The table below shows the code of characters in the different encodings.
CharacterUTF-8UTF-16LEUTF-16BEUTF-32LEUTF-32BE
z7A7A 0000 7A7A 00 00 0000 00 00 7A
éC3 A9E9 0000 E9E9 00 00 0000 00 00 E9
水 (chinese water)E6 B0 B434 6C6C 3434 6C 00 0000 00 6C 34

Be aware that most Windows editors (e.g. Notepad, Ultraedit) will translate any file to UTF-16 or ASCI when opening the file. If you want to see the exact encoding, use a HEX editor.

1.4 - UTF-8

Characters in UTF-8 are represented by 1, 2 or 3 bytes (actually we can go up to 4 bytes but this is not supported by all applications). The first 128 characters are the same as the first 128 characters of the US-ASCII character set, so the letter z is represented as 7A. But the characters above 128 use 2, 3 or 4 bytes.
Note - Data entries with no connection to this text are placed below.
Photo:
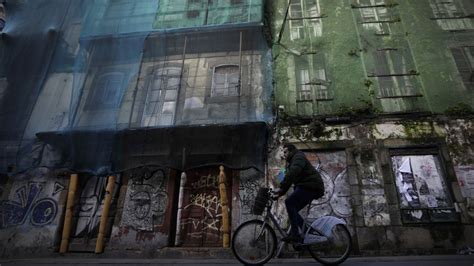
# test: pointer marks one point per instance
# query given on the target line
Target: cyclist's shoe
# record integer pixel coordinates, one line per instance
(292, 239)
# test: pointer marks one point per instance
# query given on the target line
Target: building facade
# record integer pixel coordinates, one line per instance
(379, 94)
(144, 101)
(162, 109)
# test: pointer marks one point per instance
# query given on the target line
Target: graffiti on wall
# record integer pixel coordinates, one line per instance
(146, 200)
(465, 176)
(420, 182)
(201, 216)
(333, 169)
(30, 203)
(90, 205)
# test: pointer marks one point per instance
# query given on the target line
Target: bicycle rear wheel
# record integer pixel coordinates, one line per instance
(254, 242)
(335, 249)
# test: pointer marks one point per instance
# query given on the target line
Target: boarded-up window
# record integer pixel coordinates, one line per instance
(394, 77)
(106, 91)
(160, 105)
(304, 19)
(451, 15)
(225, 81)
(422, 189)
(464, 58)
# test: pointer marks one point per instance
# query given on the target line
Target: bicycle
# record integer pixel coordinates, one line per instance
(254, 242)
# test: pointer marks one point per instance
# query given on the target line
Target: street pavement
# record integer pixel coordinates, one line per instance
(438, 260)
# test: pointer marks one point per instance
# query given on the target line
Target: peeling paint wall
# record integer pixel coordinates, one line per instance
(31, 212)
(399, 173)
(142, 220)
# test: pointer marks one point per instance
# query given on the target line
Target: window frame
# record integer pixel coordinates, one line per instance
(213, 82)
(392, 74)
(298, 24)
(454, 20)
(160, 102)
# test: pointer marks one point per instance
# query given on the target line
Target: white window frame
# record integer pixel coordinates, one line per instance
(302, 16)
(450, 9)
(230, 86)
(161, 98)
(372, 13)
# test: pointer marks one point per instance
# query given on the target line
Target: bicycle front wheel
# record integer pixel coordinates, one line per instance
(335, 249)
(254, 242)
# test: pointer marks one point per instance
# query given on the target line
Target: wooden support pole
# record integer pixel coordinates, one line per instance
(68, 218)
(99, 247)
(224, 207)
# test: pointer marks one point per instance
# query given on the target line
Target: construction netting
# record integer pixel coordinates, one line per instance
(90, 84)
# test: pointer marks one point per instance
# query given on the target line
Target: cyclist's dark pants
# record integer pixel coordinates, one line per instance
(294, 203)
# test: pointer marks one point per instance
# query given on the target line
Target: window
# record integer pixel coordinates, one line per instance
(392, 74)
(375, 16)
(160, 105)
(464, 58)
(106, 91)
(225, 81)
(308, 80)
(422, 189)
(450, 15)
(304, 19)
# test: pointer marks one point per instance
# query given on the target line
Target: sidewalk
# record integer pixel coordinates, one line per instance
(458, 260)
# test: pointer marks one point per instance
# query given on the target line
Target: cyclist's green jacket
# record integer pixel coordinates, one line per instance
(301, 173)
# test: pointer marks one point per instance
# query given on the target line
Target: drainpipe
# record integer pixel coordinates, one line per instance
(180, 208)
(225, 209)
(2, 16)
(68, 219)
(99, 248)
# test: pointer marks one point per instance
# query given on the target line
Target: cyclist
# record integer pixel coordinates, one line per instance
(308, 185)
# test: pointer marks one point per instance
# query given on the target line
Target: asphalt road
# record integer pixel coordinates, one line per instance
(449, 260)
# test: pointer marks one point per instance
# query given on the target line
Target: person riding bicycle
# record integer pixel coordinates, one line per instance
(308, 185)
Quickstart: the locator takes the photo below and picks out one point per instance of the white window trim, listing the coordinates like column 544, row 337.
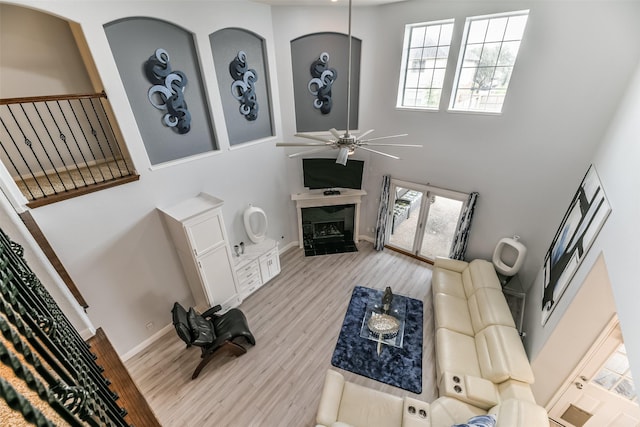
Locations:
column 403, row 64
column 462, row 50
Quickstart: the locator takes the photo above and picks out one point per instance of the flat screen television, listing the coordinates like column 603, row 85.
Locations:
column 326, row 173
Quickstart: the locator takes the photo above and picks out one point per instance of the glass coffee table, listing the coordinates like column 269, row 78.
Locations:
column 398, row 311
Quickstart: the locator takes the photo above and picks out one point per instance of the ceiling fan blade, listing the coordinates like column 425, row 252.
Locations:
column 317, row 150
column 314, row 137
column 392, row 145
column 301, row 144
column 335, row 133
column 365, row 134
column 380, row 152
column 384, row 137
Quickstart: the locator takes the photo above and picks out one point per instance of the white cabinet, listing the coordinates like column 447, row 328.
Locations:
column 199, row 235
column 259, row 264
column 269, row 265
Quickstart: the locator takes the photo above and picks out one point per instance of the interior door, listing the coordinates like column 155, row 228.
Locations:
column 602, row 393
column 422, row 219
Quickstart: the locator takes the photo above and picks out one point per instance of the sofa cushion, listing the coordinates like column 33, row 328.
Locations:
column 479, row 421
column 447, row 282
column 501, row 355
column 446, row 411
column 513, row 389
column 452, row 313
column 364, row 407
column 487, row 306
column 481, row 274
column 456, row 352
column 513, row 412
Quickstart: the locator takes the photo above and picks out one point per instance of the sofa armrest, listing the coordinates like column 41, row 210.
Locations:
column 520, row 413
column 416, row 413
column 330, row 399
column 450, row 264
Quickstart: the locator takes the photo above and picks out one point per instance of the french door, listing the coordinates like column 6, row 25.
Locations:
column 423, row 219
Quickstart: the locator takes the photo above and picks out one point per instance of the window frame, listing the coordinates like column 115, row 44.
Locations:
column 404, row 65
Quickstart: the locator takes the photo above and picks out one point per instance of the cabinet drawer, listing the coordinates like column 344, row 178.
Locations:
column 250, row 285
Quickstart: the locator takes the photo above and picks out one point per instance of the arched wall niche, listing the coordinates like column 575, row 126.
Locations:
column 305, row 51
column 174, row 47
column 245, row 94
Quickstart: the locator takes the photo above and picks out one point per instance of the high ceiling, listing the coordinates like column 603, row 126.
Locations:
column 324, row 2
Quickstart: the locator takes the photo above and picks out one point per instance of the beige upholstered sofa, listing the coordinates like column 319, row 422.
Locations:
column 480, row 358
column 345, row 404
column 481, row 365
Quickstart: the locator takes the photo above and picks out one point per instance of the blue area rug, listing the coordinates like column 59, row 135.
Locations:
column 399, row 367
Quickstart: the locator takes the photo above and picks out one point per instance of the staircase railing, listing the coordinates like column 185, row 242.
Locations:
column 56, row 147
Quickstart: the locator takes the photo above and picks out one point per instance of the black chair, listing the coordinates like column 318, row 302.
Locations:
column 211, row 332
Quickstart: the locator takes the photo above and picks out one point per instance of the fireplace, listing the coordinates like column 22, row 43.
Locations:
column 328, row 229
column 316, row 207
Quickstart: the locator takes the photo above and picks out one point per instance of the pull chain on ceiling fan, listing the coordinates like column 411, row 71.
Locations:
column 345, row 143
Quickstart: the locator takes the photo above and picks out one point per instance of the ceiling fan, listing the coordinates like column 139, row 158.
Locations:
column 346, row 143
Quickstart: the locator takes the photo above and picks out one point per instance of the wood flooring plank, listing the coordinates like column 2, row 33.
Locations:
column 296, row 319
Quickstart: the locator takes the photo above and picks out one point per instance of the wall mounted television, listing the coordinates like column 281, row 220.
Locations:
column 326, row 173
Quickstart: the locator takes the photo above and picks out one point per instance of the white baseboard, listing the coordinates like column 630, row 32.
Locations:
column 367, row 238
column 146, row 343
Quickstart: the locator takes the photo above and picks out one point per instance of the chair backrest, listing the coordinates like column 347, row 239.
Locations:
column 191, row 327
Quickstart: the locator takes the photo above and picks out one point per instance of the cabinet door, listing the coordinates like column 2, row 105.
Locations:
column 205, row 233
column 217, row 277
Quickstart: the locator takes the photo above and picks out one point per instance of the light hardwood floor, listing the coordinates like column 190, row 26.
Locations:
column 296, row 319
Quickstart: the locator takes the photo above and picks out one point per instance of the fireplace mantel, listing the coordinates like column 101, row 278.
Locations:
column 313, row 199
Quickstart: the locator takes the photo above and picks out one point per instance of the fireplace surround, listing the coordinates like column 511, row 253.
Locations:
column 328, row 223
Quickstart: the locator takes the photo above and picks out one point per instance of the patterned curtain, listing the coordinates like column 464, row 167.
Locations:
column 383, row 211
column 459, row 246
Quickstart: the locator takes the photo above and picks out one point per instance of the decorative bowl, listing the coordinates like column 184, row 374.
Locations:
column 383, row 324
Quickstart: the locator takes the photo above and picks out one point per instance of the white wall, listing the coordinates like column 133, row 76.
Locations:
column 113, row 242
column 50, row 66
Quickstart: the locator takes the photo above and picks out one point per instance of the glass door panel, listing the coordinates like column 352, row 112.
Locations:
column 423, row 219
column 442, row 218
column 405, row 217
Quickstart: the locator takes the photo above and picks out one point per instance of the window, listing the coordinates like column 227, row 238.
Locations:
column 615, row 376
column 424, row 63
column 488, row 54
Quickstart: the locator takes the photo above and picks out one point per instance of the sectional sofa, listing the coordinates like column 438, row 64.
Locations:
column 481, row 364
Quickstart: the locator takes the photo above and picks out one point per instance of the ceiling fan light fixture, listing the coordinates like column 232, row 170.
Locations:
column 343, row 155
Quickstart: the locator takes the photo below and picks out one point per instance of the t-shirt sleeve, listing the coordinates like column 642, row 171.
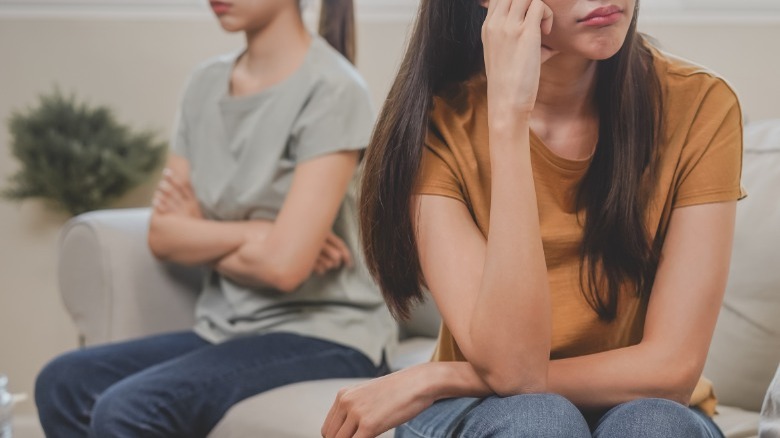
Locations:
column 337, row 117
column 438, row 173
column 179, row 137
column 711, row 161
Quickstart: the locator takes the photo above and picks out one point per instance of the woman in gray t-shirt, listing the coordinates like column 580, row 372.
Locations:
column 259, row 189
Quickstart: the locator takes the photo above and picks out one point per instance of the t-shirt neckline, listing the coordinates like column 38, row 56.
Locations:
column 228, row 99
column 557, row 160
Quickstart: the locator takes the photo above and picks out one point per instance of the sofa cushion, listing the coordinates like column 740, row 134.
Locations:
column 292, row 411
column 770, row 414
column 745, row 350
column 736, row 422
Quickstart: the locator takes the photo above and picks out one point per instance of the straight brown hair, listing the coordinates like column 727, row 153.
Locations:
column 337, row 26
column 445, row 49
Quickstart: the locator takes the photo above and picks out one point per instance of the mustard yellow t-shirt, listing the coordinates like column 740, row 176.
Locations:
column 700, row 161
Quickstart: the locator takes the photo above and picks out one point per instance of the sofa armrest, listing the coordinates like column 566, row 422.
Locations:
column 111, row 284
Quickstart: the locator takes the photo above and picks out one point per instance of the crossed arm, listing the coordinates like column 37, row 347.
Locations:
column 667, row 363
column 281, row 253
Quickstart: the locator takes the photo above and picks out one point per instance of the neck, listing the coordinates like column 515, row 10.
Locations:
column 277, row 47
column 566, row 88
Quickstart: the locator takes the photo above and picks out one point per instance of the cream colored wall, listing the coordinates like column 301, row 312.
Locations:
column 138, row 67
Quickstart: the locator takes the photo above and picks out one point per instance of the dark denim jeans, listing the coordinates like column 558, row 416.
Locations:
column 552, row 416
column 178, row 385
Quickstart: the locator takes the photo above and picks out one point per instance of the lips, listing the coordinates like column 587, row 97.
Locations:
column 220, row 8
column 602, row 16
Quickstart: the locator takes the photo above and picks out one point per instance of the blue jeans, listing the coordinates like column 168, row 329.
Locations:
column 552, row 416
column 178, row 385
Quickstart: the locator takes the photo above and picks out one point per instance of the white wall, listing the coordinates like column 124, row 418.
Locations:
column 137, row 65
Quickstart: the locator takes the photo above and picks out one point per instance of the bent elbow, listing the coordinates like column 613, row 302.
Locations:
column 271, row 272
column 679, row 387
column 509, row 382
column 286, row 281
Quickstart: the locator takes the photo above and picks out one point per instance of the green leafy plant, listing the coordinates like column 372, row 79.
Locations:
column 77, row 156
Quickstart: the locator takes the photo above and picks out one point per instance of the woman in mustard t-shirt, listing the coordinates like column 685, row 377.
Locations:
column 607, row 174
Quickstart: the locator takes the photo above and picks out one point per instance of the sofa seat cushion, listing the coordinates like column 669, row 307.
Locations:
column 745, row 349
column 736, row 422
column 292, row 411
column 298, row 410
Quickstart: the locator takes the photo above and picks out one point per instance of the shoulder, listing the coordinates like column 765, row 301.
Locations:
column 458, row 115
column 690, row 89
column 209, row 75
column 330, row 73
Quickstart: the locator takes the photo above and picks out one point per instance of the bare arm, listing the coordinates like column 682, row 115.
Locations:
column 508, row 286
column 681, row 317
column 686, row 299
column 286, row 255
column 179, row 233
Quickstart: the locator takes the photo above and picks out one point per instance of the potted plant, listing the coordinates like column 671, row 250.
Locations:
column 76, row 156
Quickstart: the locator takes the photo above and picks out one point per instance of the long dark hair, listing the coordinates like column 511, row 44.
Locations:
column 446, row 48
column 337, row 26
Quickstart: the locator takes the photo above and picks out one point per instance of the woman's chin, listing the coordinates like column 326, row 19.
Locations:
column 229, row 24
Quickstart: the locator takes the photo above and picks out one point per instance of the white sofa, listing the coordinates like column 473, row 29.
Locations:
column 115, row 290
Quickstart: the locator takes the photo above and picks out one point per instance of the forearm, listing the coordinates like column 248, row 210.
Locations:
column 514, row 293
column 603, row 380
column 190, row 241
column 592, row 382
column 247, row 265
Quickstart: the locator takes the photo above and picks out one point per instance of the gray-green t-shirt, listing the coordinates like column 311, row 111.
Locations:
column 243, row 152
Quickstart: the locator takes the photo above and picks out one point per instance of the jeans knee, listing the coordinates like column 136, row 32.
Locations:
column 528, row 415
column 57, row 386
column 115, row 414
column 651, row 418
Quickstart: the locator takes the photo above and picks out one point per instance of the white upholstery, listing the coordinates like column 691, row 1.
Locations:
column 114, row 289
column 770, row 413
column 746, row 348
column 112, row 286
E.g. the é character is the US-ASCII character 233, so this is bigger than 128 and will be represented by the 2 byte code C3 A9.
The exact layout of UTF-8 is displayed in the table below:
Byte rangeDescription
0 - 31Used by the first byte, ASCII Controll characters
32 - 127Used by the first byte, ASCII Printable characters
128 - 191Used by the second byte
192 - 233Used by the third byte
The bytes in UTF-8 do not overlap, this will limit the number of unique characters but is still sufficient to place all unicode characters within the UTF-8 characterset.
The characters 0xFF and 0xFE are not used in UTF-8 to prevent interferrence with UTF-16.
Actually the characters 0xC0, 0xC1 and the range 0xF5 till 0xFF are not valid in UTF-8.

1.5 - UTF-16

Characters in UTF-16 are always represented by 2 bytes (16 bits). The first 256 characters are the same as the ISO 8859-1 characters set, so a letter z is represented as 00 7A in UTF-16BE. The first 127 characters of the ISO 8859-1 (and UTF-16) match the US-ASCII character set as well.

2 - ASCII

ASCII (American Standard Code for Information Interchange) is the characterset used for all modern Enlish and other Western European languages. The preferred encoding name is US-ASCII.
ASCII is basicly a 7 bit characterset made up of 128 characters. The first 32 characters (0-31) are control characters. These characters were used to operate early printers and include the carriage return (13) and the line feed (10).
Characters 32 till 127 are printable characters (actually 127 is the backspace and not a really printable character). The uppercase characters can be calculated by adding 32 to the lowercase character value, or setting the sixth bit in the byte to 1.

2.1 - Extended ASCII

Extended ASCII is an extention on US-ASCII. The Extended ASCII uses the 8th bit and describes the characters 128-256. These characters include the language specific characters. Since the 128 extra characters is not enough to specify all language specific characters a lot of Extended ASCII variant are available. These variants are defined by the codepage.

2.2 - Codepage

The codepage defines the upper part of the Extended ASCII characterset (characters 128-256). The codepage for the American language is codepage 437 which includes special characters for the American market. The Greek use codepage 737 to be able to display the Greek characters.
The lower part of the Extended ASCII characterset (characters 0-127) is the same in all codepages.